Esta adequação da estrutura da Igreja aos novos tempos exige uma aproximação dos pobres, como lembra dom Mol. “É algo muito importante, e é uma escolha que o próprio Jesus faz: o caminho da vida simples que conduz para o Pai. Todos os papas tem tocado neste tema de uma Igreja pobre e para os pobres, e isso está presente também na reflexão dos bispos nesta Assembleia”. Dom Mol destacou a preocupação dos bispos com a evangelização dos católicos “não praticantes”. “Há um texto que está sendo analisado pelos bispos. Mas em todo processo de evangelização, seja para os batizados, praticantes ou não, ou mesmo os novos membros, o mais importante é a experiência com a pessoa de Jesus Cristo. E é isso que deve ser promovido”.
Também quanto ao tema central da Assembleia Geral, dom Severino Clasen destacou a importância das comunidades cristãs como lugar de convivência fraterna. “As pessoas precisam de calor humano. Nós hoje temos facilidade de nos encontrar com as outras pessoas, através das redes sociais, mas falta-nos o calor do coração, da proximidade, e está aí a diferença”.

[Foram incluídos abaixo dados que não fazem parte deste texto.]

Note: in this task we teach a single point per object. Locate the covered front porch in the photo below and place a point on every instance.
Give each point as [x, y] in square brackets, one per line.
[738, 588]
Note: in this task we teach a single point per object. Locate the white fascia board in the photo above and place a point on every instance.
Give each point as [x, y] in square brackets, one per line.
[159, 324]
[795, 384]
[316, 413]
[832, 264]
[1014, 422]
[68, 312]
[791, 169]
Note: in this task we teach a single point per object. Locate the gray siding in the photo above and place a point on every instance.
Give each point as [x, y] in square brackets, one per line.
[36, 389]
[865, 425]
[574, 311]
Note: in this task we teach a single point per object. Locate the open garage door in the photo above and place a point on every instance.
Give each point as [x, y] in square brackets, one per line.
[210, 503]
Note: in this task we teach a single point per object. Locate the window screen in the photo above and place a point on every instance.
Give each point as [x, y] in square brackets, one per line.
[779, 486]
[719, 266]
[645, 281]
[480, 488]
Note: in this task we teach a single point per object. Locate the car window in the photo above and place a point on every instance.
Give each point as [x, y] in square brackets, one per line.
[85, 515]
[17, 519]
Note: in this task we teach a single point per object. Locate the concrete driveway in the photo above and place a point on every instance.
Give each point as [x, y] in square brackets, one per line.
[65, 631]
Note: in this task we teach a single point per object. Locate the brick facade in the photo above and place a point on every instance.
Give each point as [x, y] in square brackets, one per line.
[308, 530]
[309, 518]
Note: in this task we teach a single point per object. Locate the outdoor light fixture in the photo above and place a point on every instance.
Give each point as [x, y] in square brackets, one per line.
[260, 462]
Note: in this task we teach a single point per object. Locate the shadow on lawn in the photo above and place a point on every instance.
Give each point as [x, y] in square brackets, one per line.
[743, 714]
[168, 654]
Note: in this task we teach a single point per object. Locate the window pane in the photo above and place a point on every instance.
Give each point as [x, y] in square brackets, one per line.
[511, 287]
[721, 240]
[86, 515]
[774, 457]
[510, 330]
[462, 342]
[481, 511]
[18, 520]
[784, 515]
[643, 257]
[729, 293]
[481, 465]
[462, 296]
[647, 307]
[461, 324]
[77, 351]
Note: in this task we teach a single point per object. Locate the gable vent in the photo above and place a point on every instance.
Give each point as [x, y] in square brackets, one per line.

Encontro de Universitários Católicos
Dom Joaquim Mol também respondeu aos jornalistas sobre o Congresso Mundial das Universidades Católicas, que será realizado em Belo Horizonte (MG), entre os dias 18 e 21 de julho próximo. “O evento antecede a Jornada Mundial da Juventude no Rio de Janeiro (RJ), e gostaríamos de ter a presença do Papa Francisco apresentando a sua mensagem ao final do evento aos participantes. Porém, o assunto ainda está sendo discutido”.